Well, some may be excited to hear that some will for the first time take place at Cheong Wa Dae, the former presidential office and better known as the "Blue House."
It was informally known as the "back garden" of Gyeongbokgung Palace and so people might want to see it for themselves.
Speaking of going back to our daily lives, movie theaters too are expecting bigger audiences as many highly-anticipated films are being released.
I hear one of them is "Broker", what is it about?
You are absolutely right.
Many highly anticipated films are about to hit cinema screens, and among them is "Broker" one of two movies that have been selected to compete for the Palme d'Or at the upcoming 75th Cannes Film Festival which is scheduled to be held from May 17th to the 28th.
Starring globally-recognized actor Song Kang-ho from director Bong Joon-ho's "Parasite", and directed by Japanese auteur Hirokazu Koreeda who previously won the Palme d'Or with 2018's "Shoplifters", the film shares a journey to find a new family for a baby who was found in a so-called "baby box.
This is Koreeda's very first Korean film, with Korean actors.
During the press conference held on Tuesday, he said his love of Korean dramas influenced his choice for cast members, while other actors said the film shows a hard-edged reality and that they tried to convey.
"When I was staying home, I fell in love with Korean dramas through OTT services. I became a huge fan of IU through her drama "My Mister" and by the end of the drama, I cried whenever she was in a scene so for this role, I thought she was the one. For Lee Joo-young, I watched "Itaewon Class" twice and she was an impressive actress so I asked her first to join the film."
"Starting with softness and warmth, the film leads audiences to look at the reality in a very objective and honest way, so I was very much impressed and touched right after I saw it."

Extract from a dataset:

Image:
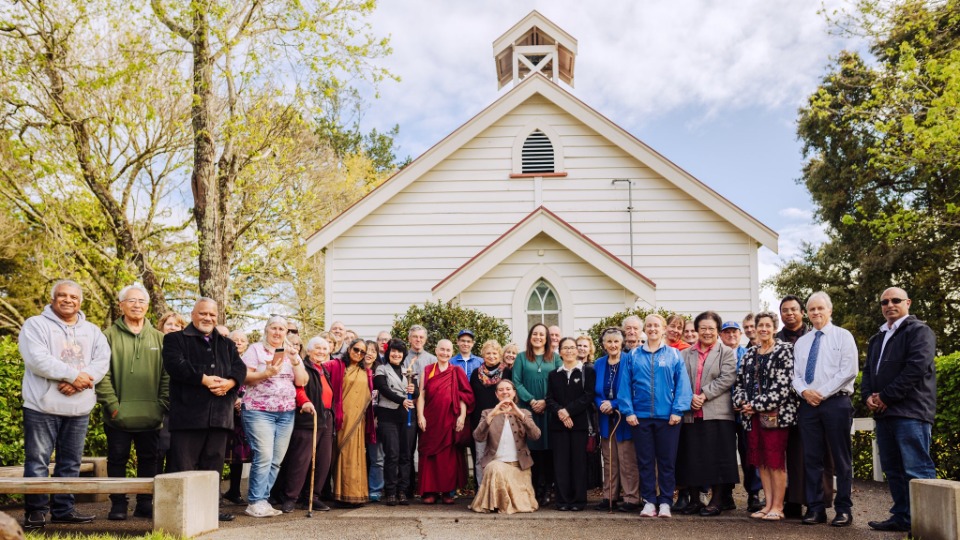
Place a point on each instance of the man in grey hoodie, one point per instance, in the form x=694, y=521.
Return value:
x=64, y=356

"Dong-soo himself was raised in an orphanage and he believes that kids are better raised in households than orphanages. So I myself visited these places several times to talk to people there and tried to deliver the pain they felt."
It is interesting how the director's interest in Korean dramas led him to cast the actors.
When is it going to be released?
After world premiere at Cannes, the film will hit local cinemas on June 8th.